- Church: Episcopal Church
- See: Navajoland Area Mission
- In office: 1979-1982
- Successor: Steven T. Plummer
- Previous post: Suffragan Bishop of Oklahoma (1963-1979)

Orders
- Ordination: October 5, 1942 by Stephen Keeler
- Consecration: May 20, 1963 by Robert R. Brown

Personal details
- Born: June 17, 1917 Red Wing, Minnesota, United States
- Died: June 7, 2007 (aged 89) Edina, Minnesota, United States
- Denomination: Anglican
- Parents: Frederick Warren Putnam, Margaret Bunting
- Spouse: Helen Kathryn Prouse ​ ​(m. 1942)​
- Children: 3

= Frederick Putnam =

Frederick Warren Putnam, Jr. (June 17, 1917 – June 7, 2007) was the first Episcopal bishop of the Navajoland Area Mission. He also served as Suffragan Bishop of Oklahoma and Assistant Bishop in Minnesota.

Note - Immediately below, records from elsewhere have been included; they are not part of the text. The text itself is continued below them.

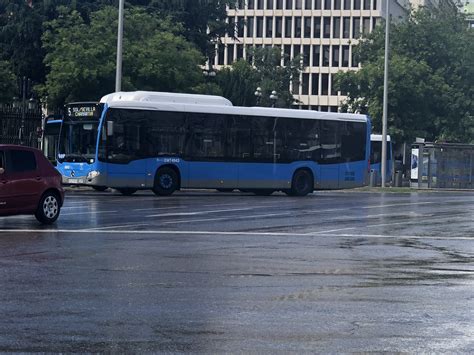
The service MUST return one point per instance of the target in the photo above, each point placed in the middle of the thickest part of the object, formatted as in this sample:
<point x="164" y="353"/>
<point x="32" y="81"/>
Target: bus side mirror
<point x="110" y="128"/>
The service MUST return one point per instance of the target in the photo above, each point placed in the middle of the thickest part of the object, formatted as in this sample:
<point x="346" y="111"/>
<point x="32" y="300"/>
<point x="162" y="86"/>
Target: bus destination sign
<point x="84" y="111"/>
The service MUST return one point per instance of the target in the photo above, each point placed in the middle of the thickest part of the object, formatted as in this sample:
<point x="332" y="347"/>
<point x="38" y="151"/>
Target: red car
<point x="29" y="184"/>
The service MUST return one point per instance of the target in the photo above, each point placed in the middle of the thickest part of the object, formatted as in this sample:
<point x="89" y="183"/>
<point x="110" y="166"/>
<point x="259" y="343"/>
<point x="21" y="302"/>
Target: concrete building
<point x="323" y="31"/>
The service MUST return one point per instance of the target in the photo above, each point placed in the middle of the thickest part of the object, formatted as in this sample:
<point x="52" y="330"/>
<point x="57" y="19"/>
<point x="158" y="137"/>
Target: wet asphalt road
<point x="228" y="272"/>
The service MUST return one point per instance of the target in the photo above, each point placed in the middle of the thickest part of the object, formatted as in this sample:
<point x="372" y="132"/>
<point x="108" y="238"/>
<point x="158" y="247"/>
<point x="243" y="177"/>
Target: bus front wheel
<point x="302" y="183"/>
<point x="166" y="182"/>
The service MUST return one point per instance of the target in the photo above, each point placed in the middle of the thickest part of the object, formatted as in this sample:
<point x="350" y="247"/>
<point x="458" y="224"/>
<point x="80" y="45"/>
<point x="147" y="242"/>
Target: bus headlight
<point x="92" y="174"/>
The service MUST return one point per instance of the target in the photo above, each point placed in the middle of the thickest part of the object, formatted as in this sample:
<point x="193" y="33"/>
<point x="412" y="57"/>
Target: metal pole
<point x="385" y="96"/>
<point x="118" y="75"/>
<point x="23" y="102"/>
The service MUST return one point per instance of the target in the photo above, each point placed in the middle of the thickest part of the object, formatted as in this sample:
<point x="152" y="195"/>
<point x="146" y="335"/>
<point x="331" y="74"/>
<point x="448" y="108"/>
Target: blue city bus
<point x="376" y="156"/>
<point x="165" y="142"/>
<point x="52" y="127"/>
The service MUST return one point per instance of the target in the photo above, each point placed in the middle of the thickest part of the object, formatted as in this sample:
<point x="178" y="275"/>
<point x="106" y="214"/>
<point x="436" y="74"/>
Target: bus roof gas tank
<point x="166" y="97"/>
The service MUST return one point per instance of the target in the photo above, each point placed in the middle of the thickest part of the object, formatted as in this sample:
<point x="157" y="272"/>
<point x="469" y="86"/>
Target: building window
<point x="336" y="31"/>
<point x="366" y="25"/>
<point x="278" y="27"/>
<point x="305" y="84"/>
<point x="355" y="60"/>
<point x="220" y="54"/>
<point x="314" y="84"/>
<point x="356" y="27"/>
<point x="335" y="56"/>
<point x="324" y="84"/>
<point x="326" y="27"/>
<point x="306" y="54"/>
<point x="317" y="27"/>
<point x="307" y="27"/>
<point x="288" y="27"/>
<point x="286" y="54"/>
<point x="316" y="54"/>
<point x="333" y="86"/>
<point x="297" y="27"/>
<point x="325" y="56"/>
<point x="230" y="54"/>
<point x="346" y="27"/>
<point x="259" y="27"/>
<point x="250" y="21"/>
<point x="240" y="26"/>
<point x="240" y="51"/>
<point x="269" y="27"/>
<point x="296" y="50"/>
<point x="345" y="56"/>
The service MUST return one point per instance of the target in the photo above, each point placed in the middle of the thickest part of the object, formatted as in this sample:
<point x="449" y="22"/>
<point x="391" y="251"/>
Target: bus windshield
<point x="78" y="138"/>
<point x="78" y="141"/>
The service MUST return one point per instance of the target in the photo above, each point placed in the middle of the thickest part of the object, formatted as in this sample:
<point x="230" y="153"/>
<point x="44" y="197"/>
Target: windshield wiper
<point x="74" y="158"/>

==Early life and education==
Putnam was born on June 17, 1917, in Red Wing, Minnesota, to Frederick Warren Putnam and Margaret Bunting. He studied at the University of Minnesota and graduated with a Bachelor of Arts in 1939. He also earned a Bachelor of Divinity from Seabury-Western Theological Seminary in 1942, and was awarded an honorary Doctor of Divinity in 1963. He was also a postgraduate student at the Iowa State University between 1946 and 1947.

==Ordained ministry==
Putnam was ordained deacon in March 1942 by Bishop Frank McElwain of Minnesota and priest on October 5, 1942, by Coadjutor Bishop Stephen Keeler of Minnesota at St Mark's Cathedral. He married Helen Kathryn Prouse on September 24, 1942, and together had three sons. He was priest-in-charge of the Church of the Good Shepherd in Windom, Minnesota and St John's Church in Worthington, Minnesota between 1942 and 1943, and then rector of Trinity Church in Iowa City, Iowa and chaplain at Iowa State University from 1943 to 1947. In 1947, he became rector of St Matthew's Church in Evanston, Illinois, while in 1960, he transferred to Wichita, Kansas to serve as rector of St James' Church, where he remained until 1963.

==Episcopacy==
In November 1962, Putnam was elected Suffragan Bishop of Oklahoma and was consecrated bishop on May 20, 1963, at the Municipal Auditorium in Oklahoma City by Robert R. Brown of Arkansas. He remained in Oklahoma until 1979 when he was elected as the first resident bishop of the Navajoland Area Mission. He was installed on January 27, 1979. He strived to promote civil, women's, and Native American rights. He then retired in 1982 and served as Assistant Bishop in the Diocese of Minnesota. He died on June 7, 2007, in Edina, Minnesota.